19 Fair Empl.prac.cas. 406, 18 Empl. Prac.dec. P 8706united States of America, Plaintiff-appellant, v. Board of Education of the Garfield Heights City Schooldistrict and James A. Harper, Superintendent,defendants-appellees, 581 F.2d 791 (6th Cir. 1978)Annotate this Case
Frederick M. Coleman, U. S. Atty., Cleveland, Ohio, Edward H. Levi, Atty. Gen. of U. S., Judith E. Wolf, Appellate Sect., Civil Rights Div., Dept. of Justice, Washington, D. C., for plaintiff-appellant.
John F. Lewis, John T. Meredith, Squire, Sanders & Dempsey, Cleveland, Ohio, for defendants-appellees.
Before EDWARDS, ENGEL and MERRITT, Circuit Judges.
The issue presented by this appeal is whether the Attorney General has the authority to bring pattern or practice equal employment suits under Title VII of the 1964 Civil Rights Act against public employers in the absence of a referral of the case by the Equal Employment Opportunity Commission to the Attorney General for the institution of suit.
Prior to the 1972 Civil Rights Act amendment, the Attorney General had independent authority to bring equal employment cases against private employers under Title VII of the 1964 Civil Rights Act without a referral from the EEOC. Prior to the 1972 amendments, neither the Attorney General nor the EEOC had authority over public employers. The 1972 Civil Rights Amendment transferred much of the Attorney General's authority under Title VII to the EEOC and conditioned the institution of pattern or practice cases against private employers on a referral from the EEOC. At the same time the 1972 amendments gave the EEOC investigatory and conciliation authority in connection with Title VII equal employment cases involving public or governmental employers.
The 1972 amendments are unclear and ambiguous with respect to the question whether the Attorney General obtained Independent pattern or practice authority under Title VII against public employers while losing such authority in the case of private employers.
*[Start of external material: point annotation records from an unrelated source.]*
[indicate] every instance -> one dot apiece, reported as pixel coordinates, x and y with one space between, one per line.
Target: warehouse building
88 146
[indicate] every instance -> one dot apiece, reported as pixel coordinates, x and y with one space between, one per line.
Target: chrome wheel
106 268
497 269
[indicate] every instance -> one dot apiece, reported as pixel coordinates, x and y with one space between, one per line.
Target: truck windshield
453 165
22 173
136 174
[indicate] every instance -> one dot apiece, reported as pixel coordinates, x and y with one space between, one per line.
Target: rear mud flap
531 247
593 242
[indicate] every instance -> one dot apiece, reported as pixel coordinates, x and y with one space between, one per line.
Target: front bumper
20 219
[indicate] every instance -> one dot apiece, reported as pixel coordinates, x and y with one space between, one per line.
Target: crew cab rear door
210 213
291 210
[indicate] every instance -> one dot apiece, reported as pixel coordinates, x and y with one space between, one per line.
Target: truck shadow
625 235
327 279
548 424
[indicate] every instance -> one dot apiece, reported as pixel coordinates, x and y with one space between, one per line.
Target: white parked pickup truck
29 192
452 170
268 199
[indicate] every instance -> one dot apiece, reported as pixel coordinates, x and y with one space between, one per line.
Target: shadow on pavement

We conclude that this question of statutory interpretation should be resolved against the position of the Attorney General that he has independent pattern or practice authority against public employers in the absence of a referral from the EEOC for the reasons set out by District Judge Thomas in his Memorandum Opinion filed October 4, 1976, 435 F. Supp. 949 (1976) and for the reasons set out in the Opinion of the three judge District Court in the case of United States v. State of South Carolina, 445 F. Supp. 1094, 1110-11 (D.So.Car.1977). This conclusion is buttressed by the action of the Supreme Court in summarily affirming on appeal the decision of the three judge District Court in South Carolina, 434 U.S. 1026, 98 S. Ct. 756, 54 L. Ed. 2d 775 (1978). While the question is not entirely free from doubt, we believe that the Supreme Court necessarily affirmed the conclusion of the three judge District Court in South Carolina that the Attorney General's former independent pattern or practice authority under Title VII of the 1964 Civil Rights Act, including his new authority to bring such suits against public employers granted by the 1972 amendments thereto, did not survive the 1972 amendments and that referral by the EEOC to the Attorney General is necessary prior to the institution of such suits.
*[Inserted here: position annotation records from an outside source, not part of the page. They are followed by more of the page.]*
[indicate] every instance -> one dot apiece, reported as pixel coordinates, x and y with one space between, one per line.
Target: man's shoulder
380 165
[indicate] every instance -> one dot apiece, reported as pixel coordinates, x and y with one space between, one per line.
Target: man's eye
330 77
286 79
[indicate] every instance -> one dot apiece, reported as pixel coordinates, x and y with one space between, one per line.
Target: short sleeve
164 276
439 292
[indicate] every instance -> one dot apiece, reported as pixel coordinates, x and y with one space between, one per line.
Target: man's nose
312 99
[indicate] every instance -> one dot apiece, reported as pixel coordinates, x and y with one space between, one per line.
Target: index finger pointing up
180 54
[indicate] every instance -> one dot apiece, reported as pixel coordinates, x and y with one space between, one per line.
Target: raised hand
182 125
Accordingly, the judgment of the District Court is hereby affirmed.
EDWARDS, Circuit Judge, dissenting.
Recognizing the strength of the argument made by the majority of the court, I am nonetheless persuaded that the subsequent adoption by Congress of President Carter's Plan to Consolidate Federal Equal Employment Opportunity Activities (by Reorganization Plan No. 1 of 1978) and its legislative history tips the balance of this closely disputed issue in the direction of plaintiff-appellant. For example, the Senate Report on the Reorganization Plan said as follows:
The 1972 amendments to the Civil Rights Act of 1964 amended the existing provision in the 1964 law regarding the Attorney General's authority to bring suits charging a "pattern or practice" of discrimination. That authority, which had been vested exclusively with the Attorney General, was to be shared with the EEOC for 2 years and thereafter transferred (effective March 24, 1974) to the EEOC except where the defendant is a State or Local Government. The Department of Justice was to retain jurisdiction to institute pattern or practice suits under title VII against State and Local Government employers subject to the Civil Rights Act.
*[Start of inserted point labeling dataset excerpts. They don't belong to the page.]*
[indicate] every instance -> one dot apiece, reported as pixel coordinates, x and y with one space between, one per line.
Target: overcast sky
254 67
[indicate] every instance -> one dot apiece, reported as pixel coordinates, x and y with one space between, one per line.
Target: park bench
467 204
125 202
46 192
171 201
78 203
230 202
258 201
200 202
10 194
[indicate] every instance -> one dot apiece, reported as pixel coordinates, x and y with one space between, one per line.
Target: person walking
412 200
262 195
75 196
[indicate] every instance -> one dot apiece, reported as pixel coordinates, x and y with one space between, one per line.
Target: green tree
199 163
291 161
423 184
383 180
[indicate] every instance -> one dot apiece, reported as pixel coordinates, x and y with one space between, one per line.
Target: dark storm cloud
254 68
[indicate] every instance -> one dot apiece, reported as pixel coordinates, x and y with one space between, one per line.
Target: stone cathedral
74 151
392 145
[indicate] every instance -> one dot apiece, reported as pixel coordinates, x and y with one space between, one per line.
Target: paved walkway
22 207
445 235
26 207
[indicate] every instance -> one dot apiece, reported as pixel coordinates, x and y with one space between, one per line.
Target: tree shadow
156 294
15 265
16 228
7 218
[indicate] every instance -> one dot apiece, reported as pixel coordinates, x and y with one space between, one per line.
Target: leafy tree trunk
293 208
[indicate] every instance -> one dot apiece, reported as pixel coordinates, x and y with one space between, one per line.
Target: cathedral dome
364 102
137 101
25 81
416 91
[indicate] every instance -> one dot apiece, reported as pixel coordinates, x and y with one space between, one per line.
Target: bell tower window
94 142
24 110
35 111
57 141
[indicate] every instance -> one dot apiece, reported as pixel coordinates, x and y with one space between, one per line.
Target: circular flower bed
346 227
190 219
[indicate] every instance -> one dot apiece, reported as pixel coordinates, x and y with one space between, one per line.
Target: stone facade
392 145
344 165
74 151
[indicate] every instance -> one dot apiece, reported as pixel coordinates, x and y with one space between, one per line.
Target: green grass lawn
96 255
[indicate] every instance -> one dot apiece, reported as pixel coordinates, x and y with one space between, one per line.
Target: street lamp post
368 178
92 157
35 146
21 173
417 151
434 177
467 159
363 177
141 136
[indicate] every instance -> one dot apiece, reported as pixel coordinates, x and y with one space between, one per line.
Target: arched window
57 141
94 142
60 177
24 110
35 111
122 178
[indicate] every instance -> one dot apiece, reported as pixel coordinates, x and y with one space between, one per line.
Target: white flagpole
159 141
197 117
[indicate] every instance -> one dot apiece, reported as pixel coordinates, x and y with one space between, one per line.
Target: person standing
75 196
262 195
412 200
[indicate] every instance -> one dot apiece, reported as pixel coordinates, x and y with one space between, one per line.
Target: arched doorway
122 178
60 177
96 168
However, subsequently the courts held that this residuum to the Justice Department relating to pattern or practice suits is dependent upon referral by the EEOC after that agency completes the same procedures specified by the Civil Rights Act for processing charges of discrimination in the private sector.
See also H.R.Rep. No. 95-1069, 95th Cong., 2d Sess. 8 (1978).
Recognizing also that it is rarely appropriate to rely upon a subsequent Congress to interpret what a preceding Congress has done, particularly when, as here, the Supreme Court by summary affirmance has adopted another view, nonetheless, I am persuaded that the previously disputed issues are directly interpreted by the subsequent history and that the Supreme Court would so find if a full record, including the President's Reorganization Plan No. 1 of 1978 and its adoption by Congress, were presented.
For these reasons, I respectfully dissent.